The unrestricted likelihood under the union of hypotheses $H_0 \cup H_1$ is
$$\begin{align} \mathcal L(\theta \mid \boldsymbol x, H_0 \cup H_1) &= \mathcal L(\theta \mid \boldsymbol x) \mathbb 1 (4 \le \theta < 5) \\ &= (5-\theta)^{-n} \mathbb 1(4 \le \theta < x_{(1)} \le x_{(n)} < 5). \end{align}$$ Now we maximize this likelihood by noting that $4 \le \theta < x_{(1)}$ is the relevant restriction.
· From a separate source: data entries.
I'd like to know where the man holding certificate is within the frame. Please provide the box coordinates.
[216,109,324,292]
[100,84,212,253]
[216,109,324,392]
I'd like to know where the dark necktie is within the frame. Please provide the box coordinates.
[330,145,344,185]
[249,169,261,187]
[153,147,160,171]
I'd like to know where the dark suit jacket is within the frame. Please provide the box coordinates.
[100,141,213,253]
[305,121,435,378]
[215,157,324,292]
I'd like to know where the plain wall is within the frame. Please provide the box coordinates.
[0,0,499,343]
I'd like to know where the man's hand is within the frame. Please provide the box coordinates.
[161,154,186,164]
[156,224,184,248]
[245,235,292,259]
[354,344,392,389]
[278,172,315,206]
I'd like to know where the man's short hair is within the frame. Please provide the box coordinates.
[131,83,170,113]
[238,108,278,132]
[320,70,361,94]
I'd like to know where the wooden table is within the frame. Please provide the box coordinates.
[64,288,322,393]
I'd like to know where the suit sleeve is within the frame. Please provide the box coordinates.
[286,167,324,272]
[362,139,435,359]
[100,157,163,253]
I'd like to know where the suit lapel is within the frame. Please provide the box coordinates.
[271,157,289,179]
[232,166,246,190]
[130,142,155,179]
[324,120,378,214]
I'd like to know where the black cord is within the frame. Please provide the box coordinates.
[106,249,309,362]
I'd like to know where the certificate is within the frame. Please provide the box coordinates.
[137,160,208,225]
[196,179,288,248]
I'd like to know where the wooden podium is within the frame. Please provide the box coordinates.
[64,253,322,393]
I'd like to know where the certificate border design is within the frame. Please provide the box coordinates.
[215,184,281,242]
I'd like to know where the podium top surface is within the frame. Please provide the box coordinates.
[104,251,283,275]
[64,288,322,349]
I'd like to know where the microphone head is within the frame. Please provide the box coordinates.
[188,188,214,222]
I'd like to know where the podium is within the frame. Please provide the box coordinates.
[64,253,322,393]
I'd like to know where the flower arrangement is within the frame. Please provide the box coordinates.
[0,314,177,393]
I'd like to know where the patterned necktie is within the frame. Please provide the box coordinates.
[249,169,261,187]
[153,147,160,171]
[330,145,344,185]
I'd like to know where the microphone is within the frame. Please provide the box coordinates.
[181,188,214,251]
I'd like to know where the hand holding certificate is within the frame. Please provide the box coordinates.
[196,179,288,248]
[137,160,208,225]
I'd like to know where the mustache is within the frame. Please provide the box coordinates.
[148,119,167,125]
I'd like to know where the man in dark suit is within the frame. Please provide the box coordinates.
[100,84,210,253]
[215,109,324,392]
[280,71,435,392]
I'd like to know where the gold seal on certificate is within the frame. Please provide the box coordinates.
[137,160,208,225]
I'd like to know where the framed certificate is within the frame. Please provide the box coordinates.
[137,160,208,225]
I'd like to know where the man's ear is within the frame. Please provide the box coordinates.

Since $(5-\theta)^{-n}$ is a monotonically increasing function of $\theta$ on the interval $(-\infty, 5)$, it now becomes apparent that $$\sup_{H_0 \cup H_1} \mathcal L(\theta \mid \boldsymbol x) = \begin{cases} (5-x_{(1)})^{-n}, & 4 < x_{(1)} < 5 \\ 0, & \text{otherwise} \end{cases}$$ and this in fact makes intuitive sense: since $x_{(1)}$ represents in a fashion an upper bound on what value $\theta$ is permitted to take, we expect that the likelihood under $H_0 \cup H_1$ would have a supremum that is a function of $x_{(1)}$. Hence
$$\lambda(\boldsymbol x) = \lambda(x_{(1)}) = (5 - x_{(1)})^n, \quad 4 < x_{(1)} < 5.$$ The test statistic is not defined if $x_{(1)} \le 4$ because we cannot observe such a sample under the condition $\theta \ge 4$.
I leave it to you to compute the critical region for such a test.